Este desafío es aún más acuciante si atendemos al malestar de las democracias en el mundo desarrollado. Lo que hasta hace pocos años parecía consolidado y servía de modelo inspirador, hoy cruje ante el embate de una fáustica transformación tecnológica y productiva, aún sin correlato en el campo político e institucional. El tema del día, en Estados Unidos y Europa, son las dificultades –cuando no las crisis– que embargan a la democracia representativa.
Tanto en el plano teórico como en la praxis de los liderazgos, la política marcha hoy a remolque de esta mutación (algunos la llaman revolución digital y robótica) que está modificando raudamente usos y costumbres. Parecería pues que la política no supiese dar respuestas y, cuando éstas se hacen carne, darían cuenta, más bien, de una fuga hacia los extremos. Es el escenario de Donald Trump en los Estados Unidos, de Marine Le Pen en Francia o del chavismo ibérico de Podemos en España. La lista de estos casos es más amplia y se extiende, por ejemplo, hasta Rusia y Europa del Este.
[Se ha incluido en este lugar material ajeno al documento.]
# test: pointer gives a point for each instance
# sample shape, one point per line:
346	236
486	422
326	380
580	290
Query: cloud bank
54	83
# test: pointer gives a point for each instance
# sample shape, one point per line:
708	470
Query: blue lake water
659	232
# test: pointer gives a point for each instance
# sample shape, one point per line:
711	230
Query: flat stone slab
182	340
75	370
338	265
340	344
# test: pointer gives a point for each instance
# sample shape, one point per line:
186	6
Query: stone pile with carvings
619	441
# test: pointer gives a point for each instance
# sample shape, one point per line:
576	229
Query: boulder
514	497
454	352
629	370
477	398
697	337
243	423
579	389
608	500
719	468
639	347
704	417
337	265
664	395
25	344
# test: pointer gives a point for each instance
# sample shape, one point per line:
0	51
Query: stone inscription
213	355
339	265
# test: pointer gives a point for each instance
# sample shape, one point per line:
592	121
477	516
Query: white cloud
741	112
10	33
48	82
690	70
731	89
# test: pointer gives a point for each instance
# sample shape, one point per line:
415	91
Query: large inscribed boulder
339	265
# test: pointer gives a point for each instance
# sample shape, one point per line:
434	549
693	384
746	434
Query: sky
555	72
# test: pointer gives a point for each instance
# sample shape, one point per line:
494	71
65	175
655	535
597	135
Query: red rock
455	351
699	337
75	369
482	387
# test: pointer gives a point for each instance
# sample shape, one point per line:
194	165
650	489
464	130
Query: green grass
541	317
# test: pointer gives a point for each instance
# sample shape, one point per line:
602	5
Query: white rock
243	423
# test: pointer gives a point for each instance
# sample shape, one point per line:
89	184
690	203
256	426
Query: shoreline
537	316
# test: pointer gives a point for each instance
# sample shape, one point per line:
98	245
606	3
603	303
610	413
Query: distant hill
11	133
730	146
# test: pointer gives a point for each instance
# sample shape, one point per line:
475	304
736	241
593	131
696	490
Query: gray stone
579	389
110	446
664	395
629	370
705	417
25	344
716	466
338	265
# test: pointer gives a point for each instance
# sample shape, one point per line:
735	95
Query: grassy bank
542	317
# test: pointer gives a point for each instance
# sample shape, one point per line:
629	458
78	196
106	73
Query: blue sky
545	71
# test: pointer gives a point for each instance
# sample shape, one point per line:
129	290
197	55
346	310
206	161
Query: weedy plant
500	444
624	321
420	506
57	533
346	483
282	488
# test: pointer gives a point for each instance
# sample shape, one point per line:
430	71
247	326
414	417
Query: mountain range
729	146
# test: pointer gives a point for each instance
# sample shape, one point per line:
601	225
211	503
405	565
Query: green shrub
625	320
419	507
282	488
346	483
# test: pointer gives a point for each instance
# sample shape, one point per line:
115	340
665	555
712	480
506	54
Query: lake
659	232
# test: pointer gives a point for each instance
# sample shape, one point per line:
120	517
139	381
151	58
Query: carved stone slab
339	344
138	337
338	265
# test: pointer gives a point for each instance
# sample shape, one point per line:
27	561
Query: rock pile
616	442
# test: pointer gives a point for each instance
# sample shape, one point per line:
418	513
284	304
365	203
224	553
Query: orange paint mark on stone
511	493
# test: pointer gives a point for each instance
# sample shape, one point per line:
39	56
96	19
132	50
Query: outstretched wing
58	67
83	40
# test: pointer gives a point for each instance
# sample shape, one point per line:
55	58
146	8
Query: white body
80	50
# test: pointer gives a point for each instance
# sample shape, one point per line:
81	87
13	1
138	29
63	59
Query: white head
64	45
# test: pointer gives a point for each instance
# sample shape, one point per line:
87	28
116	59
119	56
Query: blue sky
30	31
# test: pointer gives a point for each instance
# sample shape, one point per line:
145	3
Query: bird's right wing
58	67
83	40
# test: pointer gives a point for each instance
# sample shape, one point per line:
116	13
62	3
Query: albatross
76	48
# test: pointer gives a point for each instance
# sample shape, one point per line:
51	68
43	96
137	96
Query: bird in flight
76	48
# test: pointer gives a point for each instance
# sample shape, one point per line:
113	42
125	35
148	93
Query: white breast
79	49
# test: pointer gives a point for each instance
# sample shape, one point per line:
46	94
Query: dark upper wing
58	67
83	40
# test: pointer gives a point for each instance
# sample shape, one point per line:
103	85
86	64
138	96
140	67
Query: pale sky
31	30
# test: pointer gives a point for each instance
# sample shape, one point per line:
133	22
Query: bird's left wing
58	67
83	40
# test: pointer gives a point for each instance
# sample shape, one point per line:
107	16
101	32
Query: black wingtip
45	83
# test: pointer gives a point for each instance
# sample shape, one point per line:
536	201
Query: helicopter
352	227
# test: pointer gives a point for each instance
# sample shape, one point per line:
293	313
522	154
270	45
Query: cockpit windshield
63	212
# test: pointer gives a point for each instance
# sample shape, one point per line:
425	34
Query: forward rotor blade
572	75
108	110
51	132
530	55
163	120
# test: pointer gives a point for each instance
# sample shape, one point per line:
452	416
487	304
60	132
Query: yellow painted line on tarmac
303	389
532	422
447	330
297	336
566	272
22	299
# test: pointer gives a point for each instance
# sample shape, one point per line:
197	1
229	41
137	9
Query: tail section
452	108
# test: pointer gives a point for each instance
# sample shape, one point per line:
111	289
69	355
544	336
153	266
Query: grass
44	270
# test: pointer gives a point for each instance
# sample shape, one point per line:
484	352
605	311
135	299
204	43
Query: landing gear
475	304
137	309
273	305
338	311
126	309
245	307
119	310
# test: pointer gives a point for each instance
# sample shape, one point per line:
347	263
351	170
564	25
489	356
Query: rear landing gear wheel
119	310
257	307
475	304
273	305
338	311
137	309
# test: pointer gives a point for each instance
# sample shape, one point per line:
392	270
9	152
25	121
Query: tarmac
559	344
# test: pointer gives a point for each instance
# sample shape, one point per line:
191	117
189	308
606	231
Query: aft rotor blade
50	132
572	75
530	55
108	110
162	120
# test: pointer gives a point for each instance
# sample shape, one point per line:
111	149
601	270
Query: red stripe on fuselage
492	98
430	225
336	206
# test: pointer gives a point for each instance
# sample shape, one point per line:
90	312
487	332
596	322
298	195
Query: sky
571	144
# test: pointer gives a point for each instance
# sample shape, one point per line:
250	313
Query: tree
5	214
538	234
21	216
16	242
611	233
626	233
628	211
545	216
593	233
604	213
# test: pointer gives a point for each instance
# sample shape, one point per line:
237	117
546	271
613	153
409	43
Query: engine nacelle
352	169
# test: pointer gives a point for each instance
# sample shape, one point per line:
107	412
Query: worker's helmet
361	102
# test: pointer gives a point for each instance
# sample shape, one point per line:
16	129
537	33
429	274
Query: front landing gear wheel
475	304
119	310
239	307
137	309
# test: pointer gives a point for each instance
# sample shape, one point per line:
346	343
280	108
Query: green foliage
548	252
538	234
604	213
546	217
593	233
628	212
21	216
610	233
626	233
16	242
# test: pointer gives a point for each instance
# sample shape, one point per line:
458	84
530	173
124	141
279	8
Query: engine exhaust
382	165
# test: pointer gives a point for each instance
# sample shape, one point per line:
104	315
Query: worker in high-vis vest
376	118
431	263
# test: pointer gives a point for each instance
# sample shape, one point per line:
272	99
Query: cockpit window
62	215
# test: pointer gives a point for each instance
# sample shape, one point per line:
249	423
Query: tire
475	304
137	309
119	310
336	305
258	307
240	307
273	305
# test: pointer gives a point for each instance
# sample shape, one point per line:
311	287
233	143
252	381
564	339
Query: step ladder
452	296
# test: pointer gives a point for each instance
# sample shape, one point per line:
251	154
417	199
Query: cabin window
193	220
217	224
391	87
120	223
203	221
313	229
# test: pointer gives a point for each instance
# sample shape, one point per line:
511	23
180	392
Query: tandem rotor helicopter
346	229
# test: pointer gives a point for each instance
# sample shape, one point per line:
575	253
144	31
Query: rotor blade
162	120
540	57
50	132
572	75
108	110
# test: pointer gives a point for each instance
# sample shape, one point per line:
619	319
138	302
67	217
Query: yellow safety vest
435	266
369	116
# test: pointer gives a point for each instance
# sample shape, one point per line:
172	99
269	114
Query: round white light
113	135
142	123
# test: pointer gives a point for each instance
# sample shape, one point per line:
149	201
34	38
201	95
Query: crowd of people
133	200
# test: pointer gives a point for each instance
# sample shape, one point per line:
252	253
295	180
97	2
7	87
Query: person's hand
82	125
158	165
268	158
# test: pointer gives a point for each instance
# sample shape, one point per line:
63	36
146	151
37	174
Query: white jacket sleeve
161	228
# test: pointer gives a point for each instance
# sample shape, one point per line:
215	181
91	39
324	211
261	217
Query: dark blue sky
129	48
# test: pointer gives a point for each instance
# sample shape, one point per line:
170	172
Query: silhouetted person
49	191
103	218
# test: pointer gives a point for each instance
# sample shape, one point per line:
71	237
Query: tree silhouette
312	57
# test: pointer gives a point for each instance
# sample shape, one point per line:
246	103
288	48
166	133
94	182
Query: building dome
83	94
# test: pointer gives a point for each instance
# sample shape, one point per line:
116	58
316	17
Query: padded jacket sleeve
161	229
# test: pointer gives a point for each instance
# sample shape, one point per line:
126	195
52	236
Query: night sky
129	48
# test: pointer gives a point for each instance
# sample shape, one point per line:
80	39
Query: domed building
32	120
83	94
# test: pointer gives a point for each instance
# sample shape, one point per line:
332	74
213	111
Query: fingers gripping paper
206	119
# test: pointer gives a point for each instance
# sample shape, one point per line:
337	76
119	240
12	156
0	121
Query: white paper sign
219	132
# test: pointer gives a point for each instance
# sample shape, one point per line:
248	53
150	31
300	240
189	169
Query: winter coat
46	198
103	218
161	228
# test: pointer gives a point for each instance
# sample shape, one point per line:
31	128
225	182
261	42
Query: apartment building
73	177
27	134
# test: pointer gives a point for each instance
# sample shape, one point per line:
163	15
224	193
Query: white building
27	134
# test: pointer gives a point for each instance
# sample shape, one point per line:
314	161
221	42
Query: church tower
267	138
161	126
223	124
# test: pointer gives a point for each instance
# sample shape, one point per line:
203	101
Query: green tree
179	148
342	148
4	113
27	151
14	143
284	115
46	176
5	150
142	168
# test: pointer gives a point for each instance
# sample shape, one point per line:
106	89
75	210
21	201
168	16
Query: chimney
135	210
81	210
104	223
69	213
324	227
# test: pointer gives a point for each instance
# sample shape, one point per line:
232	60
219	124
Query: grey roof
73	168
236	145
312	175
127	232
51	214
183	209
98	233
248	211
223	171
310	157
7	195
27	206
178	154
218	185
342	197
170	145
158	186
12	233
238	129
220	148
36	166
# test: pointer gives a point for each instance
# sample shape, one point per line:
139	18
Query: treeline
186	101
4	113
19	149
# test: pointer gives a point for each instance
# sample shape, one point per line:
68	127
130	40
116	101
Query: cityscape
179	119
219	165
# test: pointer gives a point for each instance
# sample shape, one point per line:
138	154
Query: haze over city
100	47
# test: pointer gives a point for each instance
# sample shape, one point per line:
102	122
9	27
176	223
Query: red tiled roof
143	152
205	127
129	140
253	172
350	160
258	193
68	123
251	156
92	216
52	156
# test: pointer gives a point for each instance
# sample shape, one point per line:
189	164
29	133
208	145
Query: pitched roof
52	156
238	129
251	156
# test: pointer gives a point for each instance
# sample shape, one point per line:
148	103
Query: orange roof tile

No obstante, a diferencia de las grandes crisis políticas y económicas de entreguerras –en los años 20 y 30 del último siglo–, no necesariamente ganarán los nuevos líderes contestatarios. Al contrario: pueden perder. Pero el impacto de esta emergencia inesperada del estilo extremista, que cabalga sobre la pérdida de empleos, el resentimiento y el bloqueo de la movilidad social, señala la hondura de los problemas que tenemos por delante.
A primera vista, esto no se manifiesta por ahora con tanta virulencia en nuestro país, aunque puede reaparecer como reacción y vuelta al pasado si los proyectos de cambio se empantanan y la economía permanece maniatada por una recesión combinada con la inflación, con una estructura del Estado resistente a las reformas, por las legítimas demandas frente al reto de la pobreza y por un régimen fiscal que sigue siendo tan inequitativo para la mayor parte de la población como agobiante para otros.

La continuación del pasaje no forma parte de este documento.